(Content warning: this post mentions a question from the 2024 EA Survey. If you haven't answered it yet and plan to do so, please do that first before reading on)
The 2024 EA survey asks people which of the following interventions they prefer:
- An intervention that averts 1,000 DALYs with 100% probability
- An intervention that averts 100,000 DALYs with 1.5% probability
This is a simple question in theory: (2) has 50% more expected value.
In practice, I believe this is an absurd premise, the kind that never happens in real life. How would you know that the probability that an intervention works is 1.5%?
My rule of thumb is that most real-world probabilities could be off by a percentage point or so. Note that this is different from it being 1% too low or too high; it is an entire percentage point. For the survey question, it might well be that intervention (1)'s success rate is only 99%, and intervention (2) could have a success rate anywhere in the low percentages.
I don't have a good justification for this rule of thumb[1]. Part of it is probably psychological: humans are most familiar with concepts like "rare". We occasionally use percentages but rarely (no pun intended) use permilles or smaller units. Parts of it is technical: probabilities that are small are harder to directly measure, so they are derived from a model. The model is imperfect, and the model inputs are likely to be imprecise.
For intervention (1), my rule of thumb does not have a large effect on the overall impact. For intervention (2), the effect is very large[2]. This makes the survey question so hard to answer, and the answers so hard to interpret.
There are, of course, established ways to deal with this mathematically. For example, one could use a portfolio approach that allocates some fraction of resources to intervention (2). Such strategies are valuable, even necessary, to deal with this type of question. As a survey respondent, I felt frustrated with having just two options. I feel that the survey question creates a false sense of "all you need is expected value"; it asks for a black-and-white answer where the reality has lots of shades.[3]
My recommendation and plea: Please communicate humbly, especially when using very low probabilities. Consider that all your numbers, but low probabilities especially, might be inaccurate. When designing thought experiments, keep them as realistic as possible, so that they elicit better answers. This reduces misunderstandings, pitfalls, and potentially compounding errors. It produces better communication overall.
- I welcome pointers to research about this! ↩︎
- The effect is large, in the sense that the expected intervention value could be 500 DALYs or 2500 DALYs. However, the expected expected intervention value does not change if we just add symmetric error margins. ↩︎
- Caveat: I don't know what the survey question was intended to measure. It might well be a good question, given its goal. ↩︎
My intuitive reaction to this is "Way to screw up a survey."

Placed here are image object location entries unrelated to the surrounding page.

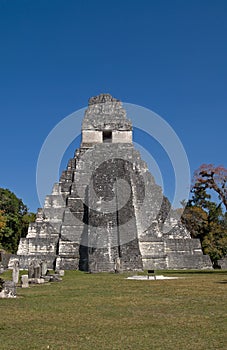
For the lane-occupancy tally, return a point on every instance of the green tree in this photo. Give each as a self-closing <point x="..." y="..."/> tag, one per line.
<point x="204" y="218"/>
<point x="16" y="220"/>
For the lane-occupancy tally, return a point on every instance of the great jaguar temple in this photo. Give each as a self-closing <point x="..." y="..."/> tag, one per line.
<point x="106" y="213"/>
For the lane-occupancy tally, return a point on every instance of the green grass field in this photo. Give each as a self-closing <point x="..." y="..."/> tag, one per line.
<point x="107" y="311"/>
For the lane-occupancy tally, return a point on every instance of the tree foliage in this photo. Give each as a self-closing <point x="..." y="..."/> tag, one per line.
<point x="204" y="218"/>
<point x="210" y="177"/>
<point x="14" y="220"/>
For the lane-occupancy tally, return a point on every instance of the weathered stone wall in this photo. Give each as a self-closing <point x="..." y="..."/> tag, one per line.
<point x="107" y="213"/>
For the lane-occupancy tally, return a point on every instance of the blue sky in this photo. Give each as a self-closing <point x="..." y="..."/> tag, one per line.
<point x="168" y="56"/>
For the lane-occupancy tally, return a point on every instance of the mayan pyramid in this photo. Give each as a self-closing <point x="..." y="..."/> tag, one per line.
<point x="107" y="213"/>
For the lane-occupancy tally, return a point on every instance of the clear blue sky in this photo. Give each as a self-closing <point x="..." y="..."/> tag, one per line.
<point x="168" y="56"/>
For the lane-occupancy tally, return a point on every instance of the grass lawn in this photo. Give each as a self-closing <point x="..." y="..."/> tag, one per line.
<point x="107" y="311"/>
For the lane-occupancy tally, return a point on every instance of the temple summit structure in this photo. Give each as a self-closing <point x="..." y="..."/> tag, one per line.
<point x="106" y="213"/>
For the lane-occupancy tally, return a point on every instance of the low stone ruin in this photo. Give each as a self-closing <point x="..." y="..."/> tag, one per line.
<point x="37" y="274"/>
<point x="7" y="289"/>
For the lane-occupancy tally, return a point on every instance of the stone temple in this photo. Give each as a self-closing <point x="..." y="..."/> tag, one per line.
<point x="106" y="213"/>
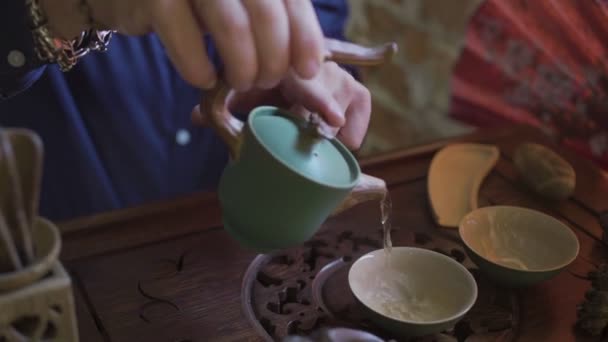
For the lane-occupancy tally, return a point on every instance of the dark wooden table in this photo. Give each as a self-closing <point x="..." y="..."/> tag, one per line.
<point x="168" y="271"/>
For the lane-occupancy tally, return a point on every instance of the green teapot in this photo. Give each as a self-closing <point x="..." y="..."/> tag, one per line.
<point x="284" y="178"/>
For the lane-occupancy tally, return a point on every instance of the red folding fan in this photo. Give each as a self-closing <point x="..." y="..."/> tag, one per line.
<point x="538" y="62"/>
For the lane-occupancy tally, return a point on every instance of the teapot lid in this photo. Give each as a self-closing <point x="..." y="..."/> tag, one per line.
<point x="285" y="136"/>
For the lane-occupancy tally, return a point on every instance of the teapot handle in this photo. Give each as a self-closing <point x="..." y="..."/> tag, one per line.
<point x="213" y="105"/>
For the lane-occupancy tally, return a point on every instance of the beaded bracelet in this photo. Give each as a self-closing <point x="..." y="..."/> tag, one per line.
<point x="65" y="53"/>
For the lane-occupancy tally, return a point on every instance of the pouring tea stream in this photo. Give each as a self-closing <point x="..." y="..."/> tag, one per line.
<point x="285" y="177"/>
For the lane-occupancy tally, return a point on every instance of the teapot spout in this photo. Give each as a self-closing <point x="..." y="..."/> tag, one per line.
<point x="368" y="189"/>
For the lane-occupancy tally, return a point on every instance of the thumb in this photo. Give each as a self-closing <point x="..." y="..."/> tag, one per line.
<point x="318" y="99"/>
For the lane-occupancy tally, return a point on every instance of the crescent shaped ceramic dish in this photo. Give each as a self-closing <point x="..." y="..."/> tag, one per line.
<point x="455" y="175"/>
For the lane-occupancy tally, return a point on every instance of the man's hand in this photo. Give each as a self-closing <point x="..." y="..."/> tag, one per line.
<point x="259" y="41"/>
<point x="334" y="94"/>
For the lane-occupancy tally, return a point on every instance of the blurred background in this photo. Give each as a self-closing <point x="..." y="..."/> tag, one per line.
<point x="411" y="95"/>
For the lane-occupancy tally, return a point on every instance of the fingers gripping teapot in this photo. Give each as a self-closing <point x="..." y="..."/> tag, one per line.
<point x="284" y="179"/>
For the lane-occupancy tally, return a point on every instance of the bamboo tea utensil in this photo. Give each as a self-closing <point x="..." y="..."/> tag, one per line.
<point x="28" y="151"/>
<point x="9" y="258"/>
<point x="11" y="201"/>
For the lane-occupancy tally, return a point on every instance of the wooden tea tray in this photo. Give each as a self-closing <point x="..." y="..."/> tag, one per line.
<point x="169" y="272"/>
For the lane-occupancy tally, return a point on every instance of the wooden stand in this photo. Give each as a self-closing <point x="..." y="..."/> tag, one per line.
<point x="41" y="311"/>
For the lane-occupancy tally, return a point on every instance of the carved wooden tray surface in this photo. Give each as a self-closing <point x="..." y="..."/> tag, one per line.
<point x="299" y="290"/>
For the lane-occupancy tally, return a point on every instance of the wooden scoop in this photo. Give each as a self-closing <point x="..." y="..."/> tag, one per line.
<point x="28" y="151"/>
<point x="11" y="200"/>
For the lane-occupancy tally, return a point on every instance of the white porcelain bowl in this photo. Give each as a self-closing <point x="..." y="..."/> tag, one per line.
<point x="416" y="292"/>
<point x="517" y="246"/>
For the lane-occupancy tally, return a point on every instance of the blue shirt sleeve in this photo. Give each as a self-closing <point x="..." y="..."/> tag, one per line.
<point x="20" y="68"/>
<point x="19" y="65"/>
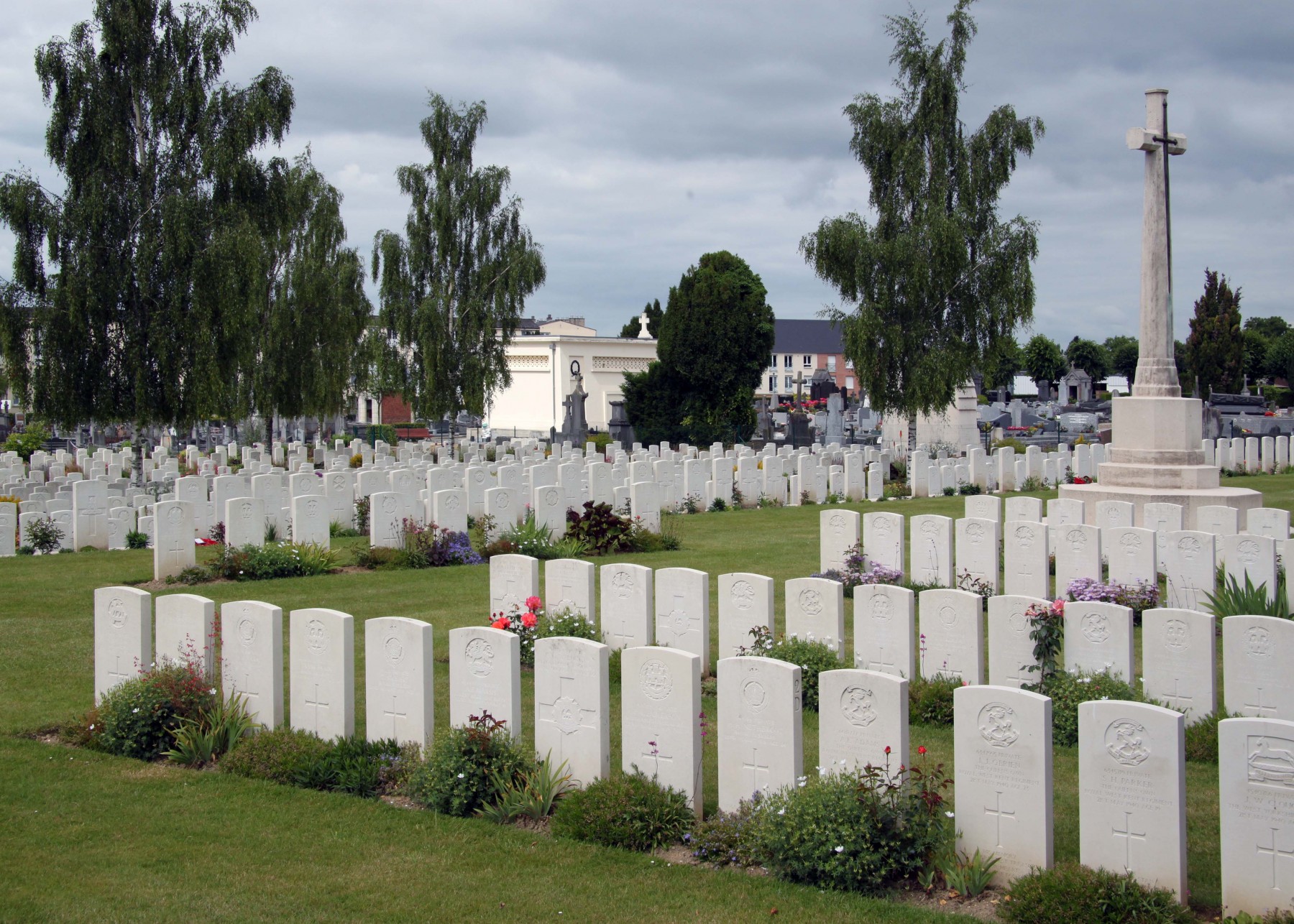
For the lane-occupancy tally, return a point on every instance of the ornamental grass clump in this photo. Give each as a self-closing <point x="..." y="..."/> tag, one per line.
<point x="855" y="831"/>
<point x="470" y="767"/>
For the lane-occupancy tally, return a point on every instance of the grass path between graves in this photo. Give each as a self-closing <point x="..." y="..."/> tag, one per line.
<point x="90" y="836"/>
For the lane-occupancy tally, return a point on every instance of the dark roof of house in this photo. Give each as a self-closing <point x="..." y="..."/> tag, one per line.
<point x="807" y="336"/>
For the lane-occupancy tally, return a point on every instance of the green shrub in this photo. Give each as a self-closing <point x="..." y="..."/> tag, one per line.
<point x="625" y="810"/>
<point x="1203" y="736"/>
<point x="930" y="699"/>
<point x="1068" y="690"/>
<point x="469" y="767"/>
<point x="855" y="831"/>
<point x="729" y="838"/>
<point x="1078" y="895"/>
<point x="140" y="716"/>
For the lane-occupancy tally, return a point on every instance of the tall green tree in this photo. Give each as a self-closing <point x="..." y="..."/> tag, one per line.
<point x="634" y="326"/>
<point x="453" y="287"/>
<point x="131" y="285"/>
<point x="1124" y="352"/>
<point x="1088" y="356"/>
<point x="302" y="355"/>
<point x="713" y="343"/>
<point x="937" y="279"/>
<point x="1216" y="348"/>
<point x="1045" y="363"/>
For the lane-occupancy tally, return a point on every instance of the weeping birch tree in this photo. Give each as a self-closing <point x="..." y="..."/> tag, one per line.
<point x="132" y="284"/>
<point x="935" y="279"/>
<point x="453" y="287"/>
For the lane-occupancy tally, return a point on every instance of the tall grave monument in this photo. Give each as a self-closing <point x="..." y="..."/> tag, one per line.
<point x="1156" y="455"/>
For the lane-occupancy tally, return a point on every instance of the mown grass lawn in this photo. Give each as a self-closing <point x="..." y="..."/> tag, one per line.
<point x="88" y="836"/>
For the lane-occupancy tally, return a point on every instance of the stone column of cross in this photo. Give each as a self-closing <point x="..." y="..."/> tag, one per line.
<point x="1156" y="371"/>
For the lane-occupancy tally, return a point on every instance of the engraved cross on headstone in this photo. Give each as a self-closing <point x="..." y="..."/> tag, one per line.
<point x="756" y="770"/>
<point x="999" y="813"/>
<point x="1129" y="835"/>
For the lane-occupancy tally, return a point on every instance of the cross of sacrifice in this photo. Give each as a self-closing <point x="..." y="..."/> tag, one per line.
<point x="1259" y="706"/>
<point x="756" y="770"/>
<point x="316" y="703"/>
<point x="1129" y="835"/>
<point x="999" y="813"/>
<point x="1275" y="853"/>
<point x="395" y="715"/>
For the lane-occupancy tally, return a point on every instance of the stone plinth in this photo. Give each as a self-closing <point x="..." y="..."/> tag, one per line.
<point x="1156" y="458"/>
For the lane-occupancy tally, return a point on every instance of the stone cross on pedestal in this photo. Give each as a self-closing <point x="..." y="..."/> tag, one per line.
<point x="1156" y="371"/>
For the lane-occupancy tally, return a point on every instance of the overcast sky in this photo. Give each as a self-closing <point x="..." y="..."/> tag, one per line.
<point x="641" y="137"/>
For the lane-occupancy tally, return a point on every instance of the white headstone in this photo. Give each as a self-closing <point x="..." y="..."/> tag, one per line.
<point x="951" y="634"/>
<point x="252" y="657"/>
<point x="321" y="651"/>
<point x="884" y="628"/>
<point x="1132" y="793"/>
<point x="123" y="636"/>
<point x="1255" y="667"/>
<point x="1099" y="638"/>
<point x="745" y="602"/>
<point x="815" y="611"/>
<point x="1179" y="660"/>
<point x="1255" y="796"/>
<point x="861" y="713"/>
<point x="760" y="728"/>
<point x="399" y="680"/>
<point x="628" y="615"/>
<point x="684" y="611"/>
<point x="572" y="706"/>
<point x="660" y="726"/>
<point x="185" y="631"/>
<point x="485" y="676"/>
<point x="569" y="586"/>
<point x="1003" y="754"/>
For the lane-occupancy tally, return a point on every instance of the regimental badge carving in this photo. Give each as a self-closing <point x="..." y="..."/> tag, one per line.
<point x="653" y="680"/>
<point x="855" y="706"/>
<point x="623" y="584"/>
<point x="1127" y="741"/>
<point x="1095" y="627"/>
<point x="996" y="725"/>
<point x="566" y="715"/>
<point x="1177" y="634"/>
<point x="479" y="657"/>
<point x="1271" y="761"/>
<point x="316" y="636"/>
<point x="1258" y="644"/>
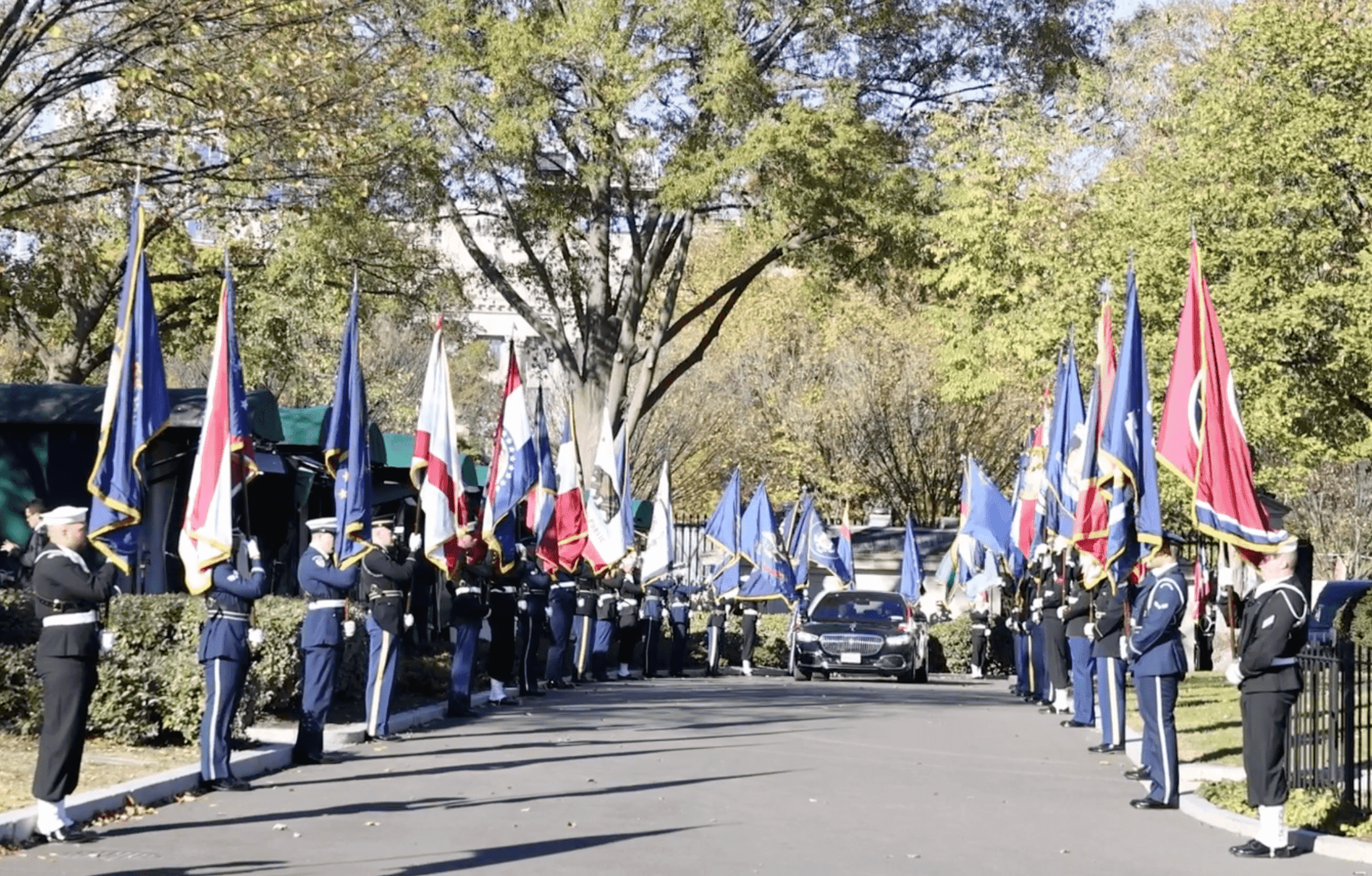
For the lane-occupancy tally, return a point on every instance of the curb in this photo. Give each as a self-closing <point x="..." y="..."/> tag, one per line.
<point x="18" y="824"/>
<point x="1205" y="812"/>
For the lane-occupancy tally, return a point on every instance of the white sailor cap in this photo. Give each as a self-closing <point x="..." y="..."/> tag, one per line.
<point x="323" y="525"/>
<point x="65" y="514"/>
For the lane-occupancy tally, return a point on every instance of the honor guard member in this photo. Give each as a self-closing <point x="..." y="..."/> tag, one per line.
<point x="500" y="660"/>
<point x="562" y="611"/>
<point x="651" y="625"/>
<point x="1105" y="633"/>
<point x="607" y="617"/>
<point x="630" y="596"/>
<point x="325" y="589"/>
<point x="1274" y="632"/>
<point x="467" y="610"/>
<point x="66" y="599"/>
<point x="1076" y="617"/>
<point x="1054" y="606"/>
<point x="385" y="580"/>
<point x="1160" y="663"/>
<point x="980" y="617"/>
<point x="587" y="600"/>
<point x="748" y="626"/>
<point x="533" y="616"/>
<point x="226" y="655"/>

Considering that three people agree-voted your post, I realize I should probably come away with this with a very different takeaway, more like "oops, survey designers need to put in extra effort if they want to get accurate results, and I would've totally fallen for this pitfall myself."
Still, I struggle with understanding your and the OP's point of view. My reaction to the original post was something like:
Why would this matter? If the estimate could be off by 1 percentage point, it could be down to 0.5% or up to 2.5%, which is still 1.5% in expectation. Also, if this question's intention were about the likelihood of EA orgs being biased, surely they would've asked much more directly about how much respondees trust an estimate of some example EA org.
We seem to disagree on use of thought experiments. The OP writes:
I don't think this is necessary and I could even see it backfiring. If someone goes out of their way to make a thought experiment particularly realistic, maybe respondees might get the impression that it is asking about a real-world situation where they are invited to bring in all kinds of potentially confounding considerations. But that would defeat the point of the thought experiment (e.g., people might answer based on how much they trust the modesty of EA orgs, as opposed to giving you their personal tolerance of risk of the feeling of having had no effect/wasted money in hindsight). The way I see it, the whole point of thought experiments is to get ourselves to think very carefully and cleanly about the principles we find most important. We do this by getting rid of all the potentially confounding variables. See here for a longer explanation of this view.
Maybe future surveys should have a test to figure out how people understand the use of thought experiments. Then, we could split responses between people who were trying to play the thought experiment game the intended way, and people who were refusing to play (i.e., questioning premises and adding further assumptions).
*On some occasions, it makes sense to question the applicability of a thought experiment. For instance, in the classical "what if you're a doctor who has the opportunity to kill a healthy patient during routine chek-up so that we could save the lives of 4 people needing urgent organ transplants," it makes little sense to just go "all else is equa! Let's abstract away all other societal considerations or the effect on the doctor's moral character."
So, if I were to write a post on thought experiments today, I would add something about the importance of re-contextualizing lessons learned within a thought experiments to the nuances of real-world situations. In short, I think my formula would be something like, "decouple within thought experiments, but make sure add an extra thinking step from 'answers inside a thought experiment' to 'what can we draw from this in terms of real-life applications.'" (Credit to Kaj Sotala, who once articulated a similar point in probably a better way.)